FORMER Central Intelligence Agency software engineer Joshua Schulte has been convicted of leaking classified information to the WikiLeaks website in the so-called Vault 7 case. 

Jurors in a Manhattan federal court found him guilty on eight charges of espionage and one of obstruction over what has been described as the biggest theft of classified material in the spy agency’s history. 

Mr Schulte, who represented himself in court, faces decades behind bars for leaking 8,761 documents, an action which prosecutors said was a deliberate attempt to harm the CIA by a disgruntled employee. 

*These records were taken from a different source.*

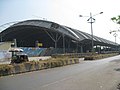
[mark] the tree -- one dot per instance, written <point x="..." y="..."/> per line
<point x="116" y="19"/>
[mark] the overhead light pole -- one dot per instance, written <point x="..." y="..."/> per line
<point x="91" y="20"/>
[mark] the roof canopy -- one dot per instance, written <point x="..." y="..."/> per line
<point x="74" y="34"/>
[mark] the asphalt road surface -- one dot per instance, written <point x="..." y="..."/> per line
<point x="101" y="74"/>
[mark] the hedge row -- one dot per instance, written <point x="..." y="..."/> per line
<point x="99" y="56"/>
<point x="35" y="65"/>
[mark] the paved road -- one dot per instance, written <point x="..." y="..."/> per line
<point x="87" y="75"/>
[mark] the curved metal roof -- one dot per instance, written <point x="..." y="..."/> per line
<point x="72" y="33"/>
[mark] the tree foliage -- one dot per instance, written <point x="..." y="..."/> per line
<point x="116" y="19"/>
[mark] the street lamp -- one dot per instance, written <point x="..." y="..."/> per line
<point x="91" y="20"/>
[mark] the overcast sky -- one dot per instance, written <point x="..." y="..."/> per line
<point x="65" y="12"/>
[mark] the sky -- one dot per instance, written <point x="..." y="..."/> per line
<point x="64" y="12"/>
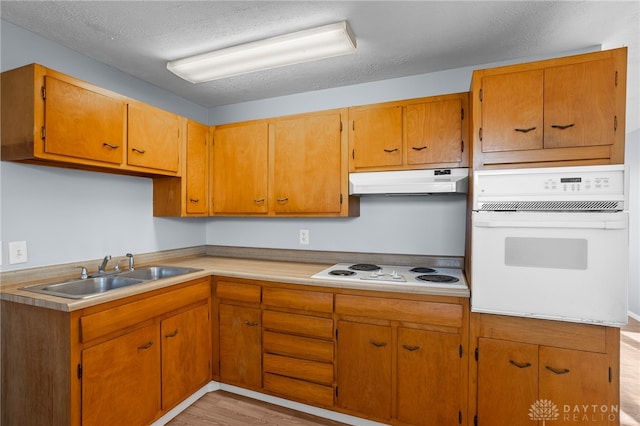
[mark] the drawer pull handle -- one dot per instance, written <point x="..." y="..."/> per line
<point x="525" y="130"/>
<point x="147" y="346"/>
<point x="520" y="364"/>
<point x="411" y="348"/>
<point x="562" y="127"/>
<point x="557" y="371"/>
<point x="174" y="334"/>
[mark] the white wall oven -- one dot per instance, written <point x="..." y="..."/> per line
<point x="551" y="243"/>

“Schulte was a CIA programmer with access to some of the country’s most valuable intelligence-gathering cyber tools used to battle terrorist organisations and other malign influences around the globe,” US attorney Damian Williams said. 

“When Schulte began to harbour resentment toward the CIA, he covertly collected those tools and provided them to WikiLeaks, making some of our most critical intelligence tools known to the public — and, therefore, our adversaries.

“Today, Schulte has been convicted for one of the most brazen and damaging acts of espionage in American history,” undermining US efforts to counter “terrorist organisations and other malign influences” worldwide, he added. 

The Vault 7 trial focused on a set of documents that WikiLeaks began publishing in March 2017, exposing the activities of the CIA in electronic surveillance and its ability to hack into cars, smart televisions, web browsers and most smartphones.

Prosecutors alleged that the data leak was part of a well-planned theft by Mr Schulte.

But in a previous trial, they were able to provide only circumstantial evidence that he had been behind the security breach.

In the course of that trial, the CIA’s lax security measures were exposed, with weak passwords on the US spooks’ intranet revealed, including 123ABCdef and mysweetsummer.

The proceedings ended in a hung verdict and a mistrial after federal prosecutors failed to convince the jury to convict Mr Schulte of spying-related charges. 

He denies that the leaks were preplanned and insists he has been framed because of his conflicts with CIA management. He was detained in August 2017 and has been in prison since bail was revoked four months later.

WikiLeaks founder Julian Assange faces extradition to the United States, where he could be sentenced to 175 years behind bars under the draconian Espionage Act for exposing war crimes in Iraq and Afghanistan.